College graduates earn substantially more than high school graduates.

Here is a breakdown of the median earnings by college degree:

Level of education completed Mean (average) earnings in 2014
Less than a high school diploma $30,108
High school graduate, no college $43,056
Some college, no degree $48,984
Associate degree $52,364
Bachelor’s degree $74,308
Master’s degree $88,036
Doctoral degree (e.g., Ph.D.) $105,456
Professional degree (e.g.,M.D., J.D.) $124,904
The Courses You Take In High School Are Important.

Whether you plan to attend a 4-year college or community college, take at least five academic classes every semester in high school to develop skills in reading, writing, speaking, listening and reasoning.

Colleges are looking for a solid foundation of learning that you can build upon. Keep in mind that even though they may not be required for high school graduation, most colleges prefer the following:

  • 4 years of English
  • 4 years of math (including Integrated algebra, geometry, and algebra 2/trigonometry)
  • 3 years of social studies
  • 3 years of laboratory science
  • 2-3 years of the same foreign language
  • courses in fine arts and computer science

Many states have diploma options available to students, such as the New York State Regents Diploma, and options frequently require additional high school coursework. Your counselor can help you make the right class choices.

Take Academics Seriously And Keep Your Grades Up.

Your high school grades are important and the difficulty of your courses may be a factor in a college’s decision to offer you admission. College admission officers will pay close attention to your grade point average (GPA), class rank, Advanced Placement (AP), and other honors-level courses, as well as your scores on standardized tests and state exams - such as the Regents in New York State. So, challenge yourself by taking tougher courses and maintaining good grades. Not only will this help prepare you for standardized tests (such as the PSAT, SAT and ACT), but it will also determine your eligibility for some colleges.

Get To Know Your Teachers, Counselor, And Principal.

Show them that you are both serious about learning and a hard worker. When you begin applying to college in a couple of years, you will have people who know you well. Those who know you well will write the strongest recommendation letters.

Get Involved.

Find something you like and stick to it! Colleges pay close attention to your life outside of the classroom and value these types of experiences.

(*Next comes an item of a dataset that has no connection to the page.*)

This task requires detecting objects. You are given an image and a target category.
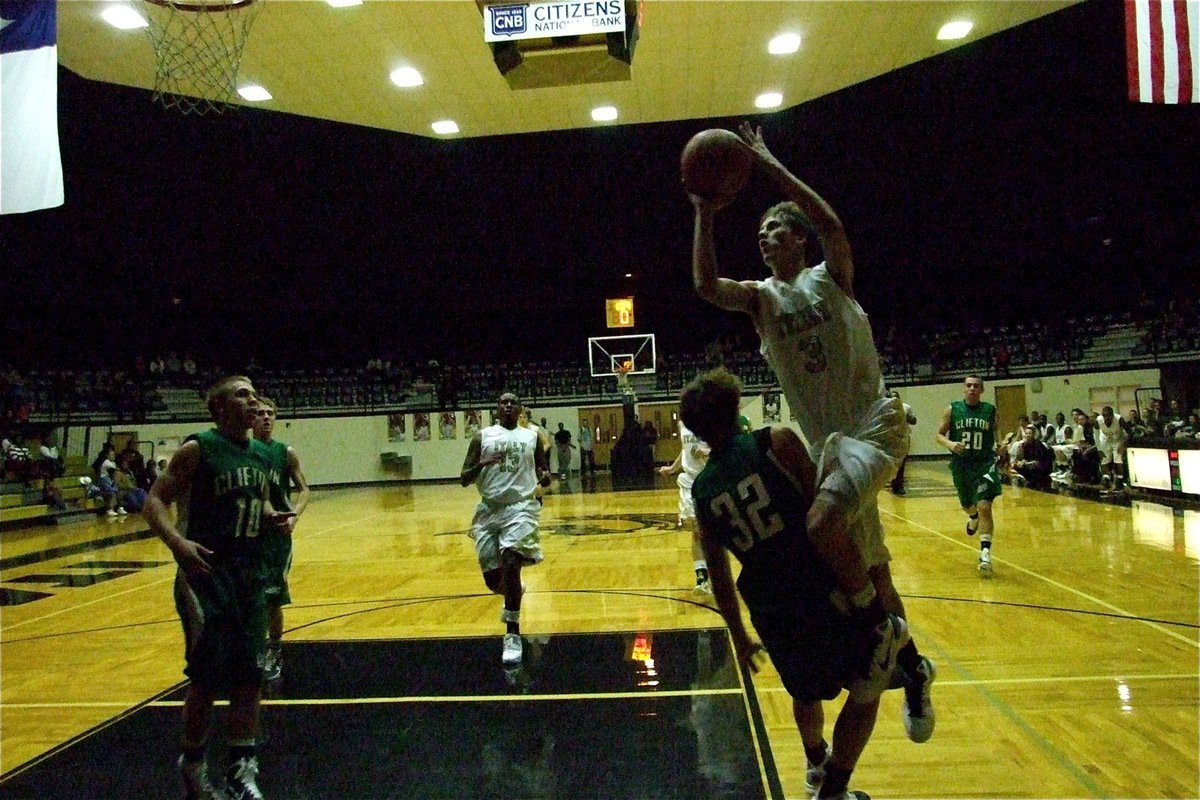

It is not the quantity but the quality and longevity of involvement in activities or organizations that matter. For example, if, as a 9th grader, you join the school newspaper and are a club reporter and then in 10th grade become a sports reporter, in 11th, a sports editor and in 12th, the editor-in-chief, it demonstrates growth in leadership. In community service, the same applies. It is not a sign of commitment if you simply participate in a charity walk once a year for four years. Rather, you should find something in which you have an avid interest. Whether it is an animal shelter, a nursing home, or a soup kitchen, the idea is that you stay and put in significant time.

Make The Most Of Your Summer.

Keep busy by doing something meaningful such as finding a summer job, identifying a volunteer experience in a career field that interests you, learning or perfecting a skill or hobby, going to summer school to get ahead or catch up, attending a summer program or camp, or catching up on your reading.

Get a head start by creating your activities resume now. An activities resume is a great way to highlight your strengths and to inform colleges about your out-of-class accomplishments and special talents.

Additional ideas include the following:

  • Find a community service project and commit significant hours.
  • Attend a summer camp and hone your testing skills, athletic skills, or a hobby such as music.
  • Find a summer college program where you can master subject areas of interest or leadership training.
  • Go to summer school to advance or to repeat a subject that was failed.
  • Utilize the 10th grade reading lists for English, social studies, etc. to complete assignments and free up time during the beginning of the school year.

Here are a couple of helpful resources to get you started:

Start Saving For College.

It’s not too early to begin saving for college. Learn about 529 plans through the College Savings Plan Network at www.collegesavings.org and Upromise at www.upromise.com to earn points when you shop.